Peri-operative considerations

  • With acute obstructions, patients are generally stable with few biochemical abnormalities.
  • Chronic obstructions destabilize patients and can cause severe biochemical abnormalities as well as hypovolemic crises possibly leading to uroabdomen and hydronephrosis.

Urolithiasis diagnostic workup

  • A physical exam, transabdominal ultrasound, and bloodwork are all important for the diagnosis of urolithiasis.

Transabdominal ultrasonography

  • Ultrasonography helps visualize the distended urinary bladder.
  • In obstructed goats the Mean bladder diameter in small goats (pygmy/Nigerian dwarf) is 7 cm.
  • In obstructed goats the Mean bladder diameter in large goats (Nubia/Boer) is 9.5 cm.
  • Ultrasonography assesses the abdomen for free fluid (uroabdomen) and can identify urethral or nephroliths as well as document perirenal edema.

Blood work abnormalities

  • The severity of bloodwork abnormalities depends upon the duration of urinary obstruction.
  • Possible bloodwork abnormalities include azotemia, hyponatremia, hypochloremia, hyphosphatemia, and hyperkalemia.

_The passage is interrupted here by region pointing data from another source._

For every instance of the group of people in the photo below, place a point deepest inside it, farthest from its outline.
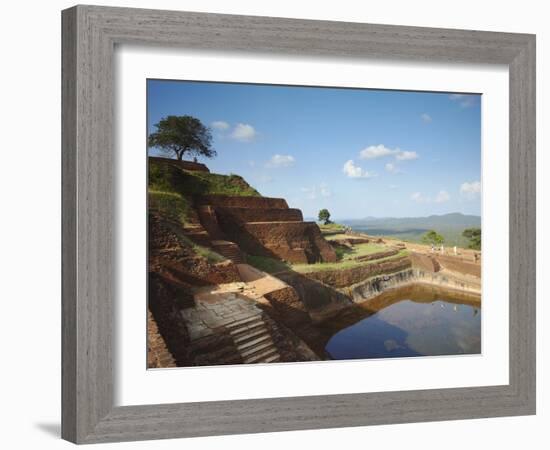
(442, 249)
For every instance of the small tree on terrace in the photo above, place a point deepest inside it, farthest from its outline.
(432, 238)
(324, 216)
(180, 135)
(474, 235)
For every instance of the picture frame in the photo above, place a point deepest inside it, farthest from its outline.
(90, 34)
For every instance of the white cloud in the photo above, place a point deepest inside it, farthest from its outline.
(381, 151)
(277, 161)
(243, 132)
(353, 171)
(442, 197)
(419, 198)
(406, 156)
(392, 168)
(470, 189)
(376, 151)
(220, 125)
(464, 100)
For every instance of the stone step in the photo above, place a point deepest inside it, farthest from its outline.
(245, 346)
(245, 322)
(262, 356)
(275, 358)
(248, 334)
(249, 352)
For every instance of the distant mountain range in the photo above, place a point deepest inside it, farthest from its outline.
(450, 226)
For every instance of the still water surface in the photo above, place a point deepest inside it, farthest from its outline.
(412, 327)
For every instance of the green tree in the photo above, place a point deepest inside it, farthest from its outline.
(432, 238)
(474, 235)
(324, 216)
(180, 135)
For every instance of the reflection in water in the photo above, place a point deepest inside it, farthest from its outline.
(419, 322)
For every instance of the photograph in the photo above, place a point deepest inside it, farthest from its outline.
(299, 223)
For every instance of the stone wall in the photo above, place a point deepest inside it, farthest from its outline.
(241, 215)
(297, 242)
(340, 278)
(374, 286)
(185, 165)
(158, 354)
(240, 202)
(458, 265)
(425, 262)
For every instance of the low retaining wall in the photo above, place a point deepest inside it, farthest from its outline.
(341, 278)
(242, 215)
(425, 262)
(458, 265)
(297, 242)
(374, 286)
(378, 255)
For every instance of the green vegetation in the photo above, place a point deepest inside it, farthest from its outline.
(181, 135)
(272, 265)
(344, 264)
(324, 216)
(474, 236)
(205, 252)
(359, 250)
(267, 264)
(331, 228)
(170, 188)
(411, 229)
(336, 236)
(433, 238)
(166, 177)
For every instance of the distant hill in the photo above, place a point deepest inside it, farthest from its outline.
(450, 226)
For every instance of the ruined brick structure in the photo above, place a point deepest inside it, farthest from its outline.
(186, 165)
(264, 226)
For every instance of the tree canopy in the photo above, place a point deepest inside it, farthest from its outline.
(324, 216)
(433, 238)
(181, 135)
(474, 235)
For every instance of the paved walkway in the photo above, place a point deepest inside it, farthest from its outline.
(231, 309)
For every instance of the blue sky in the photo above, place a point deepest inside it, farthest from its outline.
(356, 152)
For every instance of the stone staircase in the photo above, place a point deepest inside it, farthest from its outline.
(253, 340)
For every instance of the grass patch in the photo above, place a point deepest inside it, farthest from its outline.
(266, 264)
(337, 236)
(331, 228)
(344, 263)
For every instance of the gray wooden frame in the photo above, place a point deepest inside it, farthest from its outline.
(90, 34)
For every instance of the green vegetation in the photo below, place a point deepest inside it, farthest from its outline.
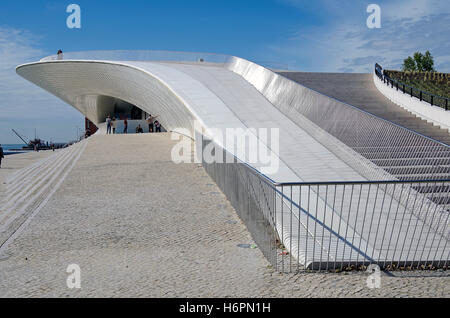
(420, 62)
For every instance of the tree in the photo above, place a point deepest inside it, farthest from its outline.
(420, 62)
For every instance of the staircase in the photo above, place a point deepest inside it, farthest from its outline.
(28, 190)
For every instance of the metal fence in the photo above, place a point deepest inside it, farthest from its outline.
(340, 225)
(432, 99)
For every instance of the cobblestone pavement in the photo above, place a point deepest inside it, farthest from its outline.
(139, 225)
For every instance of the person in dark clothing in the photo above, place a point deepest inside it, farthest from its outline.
(125, 126)
(1, 155)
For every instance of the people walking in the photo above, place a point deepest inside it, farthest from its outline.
(114, 125)
(125, 126)
(1, 155)
(108, 125)
(150, 121)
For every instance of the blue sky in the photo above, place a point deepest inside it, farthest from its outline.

Pre-operative prognostic indicators associated with survival

  • Being an intact male, less than 4 years old
  • Having a short duration of clinical signs (≤ 24 h),
  • Normal body condition score and demeanor
  • Absence of uroabdomen or uroliths on urethral radiographs

Pre-operative prognostic indicators associated with non-survival

  • Being castrated
  • Body condition score of 4 or 5
  • Presenting with severe lethargy, uroperitoneum, or elevated creatinine
  • Having severe azotemia (BUN >216 mg/dL, creatinine >5.9 mg/dL), elevated packed cell volume, or hyperkalemia

Peri-operative considerations

  • Animals with uroperitoneum who are hyponatremic, hypochloremic, and hyperkalemic, 0.9% NaCl IV fluids are most appropriate.
  • Dehydration and severe electrolyte derangements should be corrected prior to general anesthesia.
  • Urine should be removed slowly using a large-bore in-dwelling catheter with Concurrent administration of IV fluids.
  • Antibiotic selection should be based upon surgical procedure, animals condition/value, anticipated time to slaughter and presence of urine leakage into tissues.
  • Beta lactase (penicillin, cephalosporins) concentrate in urine.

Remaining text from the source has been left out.